ウィーンフィルも本気モードで体を揺らしてヤナーチェクの血肉に迫ろうとしているようです。
こんな熱心なウィーンフィルも珍しい。

サロネンは私の大好きな指揮者です。
彼のシベリウスはもちろんベートヴェンだってブルックナーだって、大好きだ。

ここでの彼のヤナーチェクはオルフのような身体の奥底がが沸き立つような原初的なリズムと、優雅で力強いメロディーの重層をじつに官能的に訴えてきます。

この感興を何度も聴いて丸暗記して、歩きながら思い出して興奮したい。
ヤナーチェクってこんなに魅力的だったのか・・・
本当に素晴らしい。


そしてアンゲラ・デノケ。
完璧です。

完璧というのは、輪郭くっきりハッキリで丁寧というのではなく、安定性・柔軟性・即興性・人物描写、全てやりすぎず、物足りないことは全くなく、時に流れ去る舞台芸と記録性のある芸術の両面でここがど真ん中という芸を披露してくれました。

レオノーレをやすやすと歌ってしまうデノケの、歌唱だけではない人物表現の妙も魅せつける舞台でした。
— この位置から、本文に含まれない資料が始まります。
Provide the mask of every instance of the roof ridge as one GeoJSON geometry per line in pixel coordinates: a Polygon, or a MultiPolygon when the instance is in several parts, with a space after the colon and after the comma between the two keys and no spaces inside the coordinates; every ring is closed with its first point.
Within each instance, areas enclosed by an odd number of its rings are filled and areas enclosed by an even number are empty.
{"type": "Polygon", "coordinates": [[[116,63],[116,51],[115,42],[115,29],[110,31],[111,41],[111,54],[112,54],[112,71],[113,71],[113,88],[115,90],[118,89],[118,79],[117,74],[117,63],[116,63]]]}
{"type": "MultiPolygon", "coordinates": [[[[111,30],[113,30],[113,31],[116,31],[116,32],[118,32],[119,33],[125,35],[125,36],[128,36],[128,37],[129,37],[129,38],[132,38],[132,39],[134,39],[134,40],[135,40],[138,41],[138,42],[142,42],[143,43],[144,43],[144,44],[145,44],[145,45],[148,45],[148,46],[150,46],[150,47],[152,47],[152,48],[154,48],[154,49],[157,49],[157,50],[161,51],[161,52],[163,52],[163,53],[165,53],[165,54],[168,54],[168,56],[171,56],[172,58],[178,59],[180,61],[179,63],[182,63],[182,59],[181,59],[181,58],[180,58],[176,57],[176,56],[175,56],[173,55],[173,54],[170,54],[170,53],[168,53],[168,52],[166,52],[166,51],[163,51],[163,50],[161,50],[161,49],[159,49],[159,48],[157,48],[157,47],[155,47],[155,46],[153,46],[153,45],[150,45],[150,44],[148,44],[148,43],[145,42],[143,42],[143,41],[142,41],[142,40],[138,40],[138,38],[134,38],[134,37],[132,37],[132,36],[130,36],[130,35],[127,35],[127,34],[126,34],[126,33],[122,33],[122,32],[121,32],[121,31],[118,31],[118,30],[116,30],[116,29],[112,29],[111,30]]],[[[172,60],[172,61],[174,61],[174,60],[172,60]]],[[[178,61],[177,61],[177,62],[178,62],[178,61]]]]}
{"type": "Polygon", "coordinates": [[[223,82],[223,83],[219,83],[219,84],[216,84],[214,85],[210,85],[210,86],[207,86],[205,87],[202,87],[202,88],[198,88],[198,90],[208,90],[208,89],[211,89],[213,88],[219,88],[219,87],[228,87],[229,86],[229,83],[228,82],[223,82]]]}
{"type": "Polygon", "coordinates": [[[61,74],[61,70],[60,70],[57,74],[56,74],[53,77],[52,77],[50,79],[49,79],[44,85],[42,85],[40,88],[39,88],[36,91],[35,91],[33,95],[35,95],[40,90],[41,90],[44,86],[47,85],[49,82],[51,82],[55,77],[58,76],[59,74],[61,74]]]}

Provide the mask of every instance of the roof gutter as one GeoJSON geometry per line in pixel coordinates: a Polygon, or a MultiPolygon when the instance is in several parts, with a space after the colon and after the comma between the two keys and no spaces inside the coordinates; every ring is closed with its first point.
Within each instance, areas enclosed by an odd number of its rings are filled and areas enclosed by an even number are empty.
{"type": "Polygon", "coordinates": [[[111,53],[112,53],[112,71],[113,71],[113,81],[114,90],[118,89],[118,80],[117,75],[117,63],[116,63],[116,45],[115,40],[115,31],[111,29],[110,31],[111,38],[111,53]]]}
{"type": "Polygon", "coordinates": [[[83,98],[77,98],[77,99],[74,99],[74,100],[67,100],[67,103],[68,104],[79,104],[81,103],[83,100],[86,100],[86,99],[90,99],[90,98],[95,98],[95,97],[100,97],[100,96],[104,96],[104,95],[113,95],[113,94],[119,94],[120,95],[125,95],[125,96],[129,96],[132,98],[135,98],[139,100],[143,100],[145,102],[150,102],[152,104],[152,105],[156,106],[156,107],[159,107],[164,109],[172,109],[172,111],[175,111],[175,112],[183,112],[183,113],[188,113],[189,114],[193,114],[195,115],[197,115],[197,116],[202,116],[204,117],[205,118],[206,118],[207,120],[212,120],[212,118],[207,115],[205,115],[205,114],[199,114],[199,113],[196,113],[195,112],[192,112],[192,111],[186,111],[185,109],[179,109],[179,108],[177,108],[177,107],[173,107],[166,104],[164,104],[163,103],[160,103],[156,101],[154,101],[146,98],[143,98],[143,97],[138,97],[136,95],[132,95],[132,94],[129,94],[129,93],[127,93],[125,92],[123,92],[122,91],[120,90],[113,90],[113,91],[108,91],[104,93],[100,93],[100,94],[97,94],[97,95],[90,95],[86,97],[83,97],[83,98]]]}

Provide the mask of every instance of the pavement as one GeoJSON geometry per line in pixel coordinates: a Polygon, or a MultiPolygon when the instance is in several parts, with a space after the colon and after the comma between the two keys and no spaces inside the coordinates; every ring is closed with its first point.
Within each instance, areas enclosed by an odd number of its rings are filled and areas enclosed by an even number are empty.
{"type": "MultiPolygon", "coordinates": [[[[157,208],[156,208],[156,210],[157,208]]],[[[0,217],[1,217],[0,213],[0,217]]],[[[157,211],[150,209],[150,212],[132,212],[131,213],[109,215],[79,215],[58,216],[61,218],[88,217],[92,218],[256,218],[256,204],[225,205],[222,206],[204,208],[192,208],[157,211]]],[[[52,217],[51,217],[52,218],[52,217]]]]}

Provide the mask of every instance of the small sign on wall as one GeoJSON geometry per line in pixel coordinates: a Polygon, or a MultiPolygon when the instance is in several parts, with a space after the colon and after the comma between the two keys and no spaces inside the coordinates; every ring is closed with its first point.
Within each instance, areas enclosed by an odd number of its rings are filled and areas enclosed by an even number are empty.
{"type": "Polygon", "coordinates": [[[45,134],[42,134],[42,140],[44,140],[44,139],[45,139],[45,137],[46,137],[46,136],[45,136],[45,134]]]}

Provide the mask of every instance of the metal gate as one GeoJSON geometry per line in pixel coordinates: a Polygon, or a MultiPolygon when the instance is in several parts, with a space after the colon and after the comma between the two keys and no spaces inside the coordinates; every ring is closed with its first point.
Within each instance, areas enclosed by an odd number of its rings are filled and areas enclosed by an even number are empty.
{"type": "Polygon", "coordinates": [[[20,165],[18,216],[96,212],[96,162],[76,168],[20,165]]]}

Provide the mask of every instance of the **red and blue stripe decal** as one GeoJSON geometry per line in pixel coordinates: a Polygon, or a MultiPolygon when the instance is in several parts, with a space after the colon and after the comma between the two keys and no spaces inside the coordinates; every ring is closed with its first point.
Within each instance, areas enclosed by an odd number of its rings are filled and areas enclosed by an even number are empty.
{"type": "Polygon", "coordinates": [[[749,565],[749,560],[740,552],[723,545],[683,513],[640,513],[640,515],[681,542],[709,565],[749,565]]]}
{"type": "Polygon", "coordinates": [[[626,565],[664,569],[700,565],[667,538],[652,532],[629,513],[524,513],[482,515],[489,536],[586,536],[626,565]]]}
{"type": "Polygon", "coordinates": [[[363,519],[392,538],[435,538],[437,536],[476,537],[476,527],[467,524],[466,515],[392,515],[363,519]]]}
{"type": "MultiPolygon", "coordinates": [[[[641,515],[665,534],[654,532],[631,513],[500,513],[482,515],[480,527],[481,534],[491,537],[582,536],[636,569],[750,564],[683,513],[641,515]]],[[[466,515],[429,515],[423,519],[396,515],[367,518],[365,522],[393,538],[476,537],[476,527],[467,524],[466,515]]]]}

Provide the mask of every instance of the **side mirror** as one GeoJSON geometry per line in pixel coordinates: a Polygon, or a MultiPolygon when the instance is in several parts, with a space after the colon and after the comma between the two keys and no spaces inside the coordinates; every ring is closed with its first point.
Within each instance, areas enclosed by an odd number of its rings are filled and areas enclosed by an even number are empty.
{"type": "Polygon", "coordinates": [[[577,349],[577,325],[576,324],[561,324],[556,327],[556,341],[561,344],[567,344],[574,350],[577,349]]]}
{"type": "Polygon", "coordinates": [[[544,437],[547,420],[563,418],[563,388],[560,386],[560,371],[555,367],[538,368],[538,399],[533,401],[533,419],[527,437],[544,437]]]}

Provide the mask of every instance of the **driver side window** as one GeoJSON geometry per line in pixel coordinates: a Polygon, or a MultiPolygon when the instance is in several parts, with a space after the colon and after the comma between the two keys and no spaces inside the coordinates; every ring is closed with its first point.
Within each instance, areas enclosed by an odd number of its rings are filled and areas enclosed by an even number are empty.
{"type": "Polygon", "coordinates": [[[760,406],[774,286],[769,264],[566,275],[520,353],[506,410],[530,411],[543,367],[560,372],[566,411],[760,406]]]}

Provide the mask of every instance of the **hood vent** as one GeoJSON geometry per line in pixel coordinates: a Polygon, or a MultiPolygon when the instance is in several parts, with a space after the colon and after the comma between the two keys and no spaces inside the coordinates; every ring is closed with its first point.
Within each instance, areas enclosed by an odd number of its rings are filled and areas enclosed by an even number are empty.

演出は無言劇を挿入したり、舞台に変化がなかったりと、一クセあるものでした。

特に冒頭の無言劇は世知辛くチマチマと演じられ違和感たっぷりでした。
流麗かつ野趣あふれる序曲が始まっても小芝居が続くのですが演出のマルターラーには申し訳ないけどここはこの血沸き肉踊る序曲をスポイルされないように目をつぶっているのが得策と感じました。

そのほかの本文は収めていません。